Lawrence M. Axelrod graduated from Stuyvesant High School in New York City and attended the State University of New York at Stony Brook during the quiet years, 1967 through 1971. After waiting tables during a year's respite from academia, he enrolled in the University of Southern California Law Center. Upon graduation, he joined the tax department of a then Big 8 accounting firm which suffered from the delusion that he could be made a CPA. In 1977, following a year and a half of tax practice, with emphasis in estate planning, Mr. Axelrod went to work for the Office of Chief Counsel, Legislation and Regulations Division, of the IRS in Washington, DC. In light of his estate planning experience, the IRS assigned him to the Corporate Branch where he drafted regulations on investment credit for movies and bad-debt deductions for thrift institutions, in addition to regulations on consolidated returns. The Tax Court declared his bad-debt deduction regulations invalid on three occasions - and three times was reversed. During his tenure at the IRS, he received an MLT degree from Georgetown University Law Center.

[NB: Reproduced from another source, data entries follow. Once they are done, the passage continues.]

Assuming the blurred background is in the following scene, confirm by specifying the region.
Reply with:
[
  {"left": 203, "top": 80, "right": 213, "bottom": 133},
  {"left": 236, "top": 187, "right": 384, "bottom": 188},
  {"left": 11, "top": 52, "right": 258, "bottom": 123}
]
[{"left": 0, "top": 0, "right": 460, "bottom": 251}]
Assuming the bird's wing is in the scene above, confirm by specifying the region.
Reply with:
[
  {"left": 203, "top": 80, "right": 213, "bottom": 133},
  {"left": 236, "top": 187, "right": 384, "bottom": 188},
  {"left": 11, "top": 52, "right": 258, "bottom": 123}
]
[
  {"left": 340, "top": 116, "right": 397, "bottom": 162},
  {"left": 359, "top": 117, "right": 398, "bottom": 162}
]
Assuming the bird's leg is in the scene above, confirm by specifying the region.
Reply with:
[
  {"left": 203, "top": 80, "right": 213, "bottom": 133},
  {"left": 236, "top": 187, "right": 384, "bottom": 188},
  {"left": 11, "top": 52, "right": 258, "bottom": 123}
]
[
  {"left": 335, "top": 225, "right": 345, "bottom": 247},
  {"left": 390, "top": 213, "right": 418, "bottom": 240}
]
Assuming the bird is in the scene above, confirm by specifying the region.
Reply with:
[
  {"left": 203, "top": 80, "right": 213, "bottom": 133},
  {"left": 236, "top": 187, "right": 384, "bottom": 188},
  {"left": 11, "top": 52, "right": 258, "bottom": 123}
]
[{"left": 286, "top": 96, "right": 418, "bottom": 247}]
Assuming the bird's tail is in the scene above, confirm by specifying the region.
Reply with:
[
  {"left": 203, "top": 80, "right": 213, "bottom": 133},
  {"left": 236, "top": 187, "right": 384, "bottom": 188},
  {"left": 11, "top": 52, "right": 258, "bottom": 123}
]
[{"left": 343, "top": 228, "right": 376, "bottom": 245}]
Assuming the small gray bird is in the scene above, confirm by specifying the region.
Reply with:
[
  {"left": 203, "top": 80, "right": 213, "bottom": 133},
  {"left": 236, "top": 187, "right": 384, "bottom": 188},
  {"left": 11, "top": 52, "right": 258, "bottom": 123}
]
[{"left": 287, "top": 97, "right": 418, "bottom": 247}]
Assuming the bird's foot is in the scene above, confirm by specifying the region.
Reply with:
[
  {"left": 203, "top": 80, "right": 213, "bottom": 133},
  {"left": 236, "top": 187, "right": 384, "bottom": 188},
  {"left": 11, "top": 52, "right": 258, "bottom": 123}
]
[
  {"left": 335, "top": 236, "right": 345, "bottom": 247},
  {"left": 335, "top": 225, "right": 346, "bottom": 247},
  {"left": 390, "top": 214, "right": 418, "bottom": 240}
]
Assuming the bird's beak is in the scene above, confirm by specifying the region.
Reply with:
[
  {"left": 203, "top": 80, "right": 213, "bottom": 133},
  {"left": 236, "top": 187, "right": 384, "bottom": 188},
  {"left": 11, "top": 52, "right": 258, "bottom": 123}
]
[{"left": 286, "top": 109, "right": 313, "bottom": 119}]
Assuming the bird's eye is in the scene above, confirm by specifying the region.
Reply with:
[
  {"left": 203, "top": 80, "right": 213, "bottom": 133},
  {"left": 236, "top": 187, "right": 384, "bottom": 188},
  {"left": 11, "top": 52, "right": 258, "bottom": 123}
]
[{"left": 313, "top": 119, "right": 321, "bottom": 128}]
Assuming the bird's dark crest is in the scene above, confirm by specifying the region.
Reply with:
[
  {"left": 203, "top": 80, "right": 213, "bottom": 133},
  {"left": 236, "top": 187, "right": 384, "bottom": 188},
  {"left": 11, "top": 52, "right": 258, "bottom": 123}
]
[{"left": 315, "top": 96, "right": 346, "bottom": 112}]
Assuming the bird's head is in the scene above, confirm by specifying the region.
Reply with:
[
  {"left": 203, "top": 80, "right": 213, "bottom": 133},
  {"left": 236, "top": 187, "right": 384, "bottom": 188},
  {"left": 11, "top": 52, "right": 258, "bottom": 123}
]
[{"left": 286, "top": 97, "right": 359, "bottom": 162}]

In 1981, having served his commitment with the Service, Mr. Axelrod joined the Washington Service Center of Touche Ross. In 1985, he was admitted to the partnership.
From 1987 to 1988, he served as chairman of the ABA Tax Section Committee on Affiliated and Related Corporations. He is the author of numerous articles on consolidated return issues, including "The Supreme Court, Consolidated Returns, and 10-Year Carrybacks" which was cited in Justice Souter's 2001 opinion in United Dominion Industries, Inc. Also, his article on consolidated AMT was cited in Judge Cohen's opinion for the Tax Court in State Farm Insurance Co. v. Commissioner. His 1997 article, "Are Consolidated Returns Obsolete?," exploring the impact of the check-the-box regulations on consolidated groups, was selected for republication by Tax Notes to commemorate the magazine's 40th anniversary. His opinion for the Rite Aid Corporation, supporting the company's tax return position that the Loss Disallowance Regulations were reasonably vulnerable to judicial scrutiny, became the basis for the taxpayer's successful challenge to the validity of those regulations.
For 20 years he conducted a 2-day consolidated return seminar for public participants willing to fork over the tuition. Beginning in 2007 he assumed responsibility for updating and re-writing Consolidated Tax Returns, the treatise originally authored by Fred Peel, and published by Thomson West. He has been an adjunct professor at Georgetown University Law Center's LLM program and taught the graduate program consolidated return course for IRS attorneys.
In May 2008, to the lament of his clients, partners, and the tax community in general, Larry retired from Deloitte & Touche to pursue a life of relative leisure. After eight months, however, he heard the clarion call of public service and returned to the IRS as Special Counsel to the Associate Chief Counsel (Corporate).